Il narcisismo di provincia, alimentato dalla pigrizia dei più e dall’indifferenza della più parte dei cittadini, ha operato ed opera spesso nella assoluta insipienza per le produzioni del talento locale, per cui spesso, quasi sempre, ci si erge ad organizzatori di cultura, fregiandosi del supporto di qualche grande nome nazionale, di luminari delle Università metropolitane, dei c. d. divi della Rai-Tv, invitati a portare un po’ di luce nella infima gora.

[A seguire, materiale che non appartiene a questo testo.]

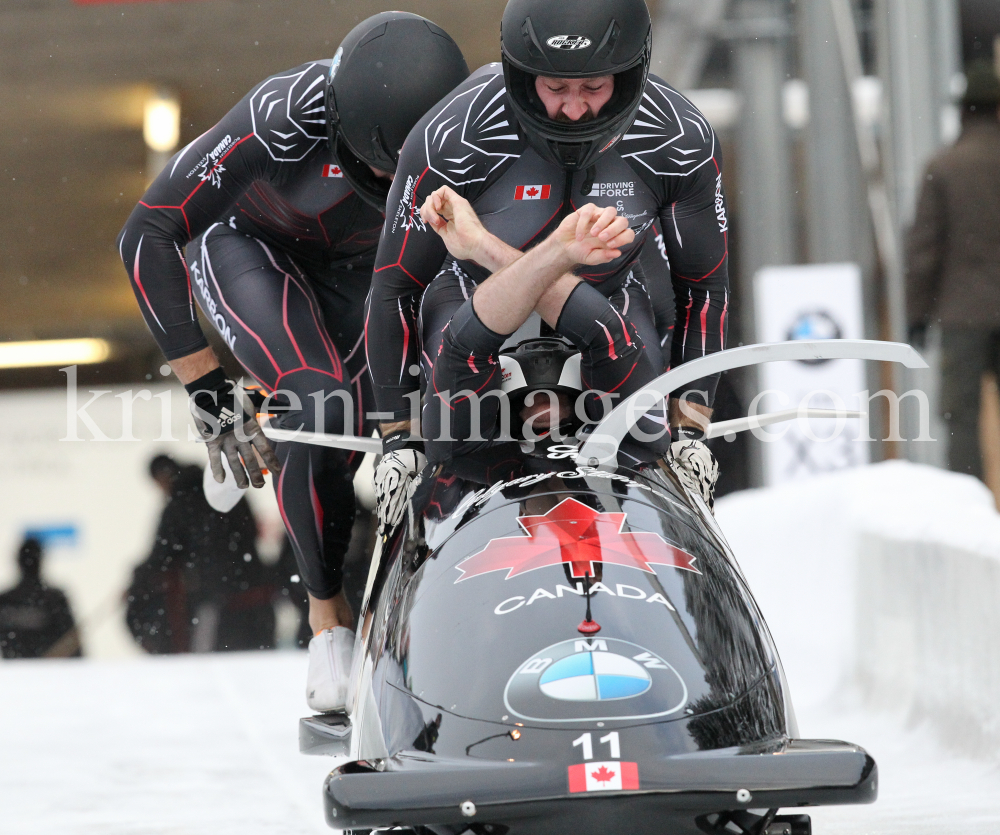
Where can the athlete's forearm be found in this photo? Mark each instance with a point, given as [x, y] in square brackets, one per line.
[494, 254]
[508, 297]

Le nostre risorse culturali e la ‘stasis’ come sindrome
Se i materani hanno saputo elevare, grazie agli intellettuali e agli operatori turistici, il giacimento dei “Sassi”, monumento di importanza mondiale, al punto da fare attribuire a quelle pietre il ruolo di scenografia di antico e nuovo testamento, senza nulla invidiare a Cinecittà, noi abbiamo la nostra storia, la storia di una umanità sconcertante, che, per quanto riguarda il teatro delle epoche, la sua lunga vicenda di città capitale regionale e di potere politico-amministravo, di intendenze e prefetture, di scrivani e calligrafi, di timbri e sigilli, sicuramente avrebbe offerto trame, racconti e personaggi a Dostoevskij, a Tolstoj, a Gogol, in specie. Anche la storia della civiltà urbana potentina comprende una sottospecie di mondo gremito di ex contadini entrati a frotte nei vicoli della vecchia città ed installatisi nei sottani, tra grondaie arrugginite, muri di umido e di muffe, di stalle e bettole. Si trattò di maschere contadine dentro la città.
Sono gli intellettuali che hanno costruito e reso evidente una identità complessa come quella di Matera, ricomponendo le indagini e le impressioni non solo di Carlo Levi, ma anche quelle di giornalisti, di pittori locali e stranieri (un esempio noto è quello di Josè Ortega), di famosi registi, di politici, amministratori e cittadini materani che hanno custodito e mantenuto il culto della ‘narrazione’ cittadina, a cominciare dai suoi sindaci, quindi, da Franco Gallo fino a Padula, da Acito fino a Manfredi, da Minieri fino a Porcari, da Buccico fino ad Adduce ed all’attuale De Ruggieri.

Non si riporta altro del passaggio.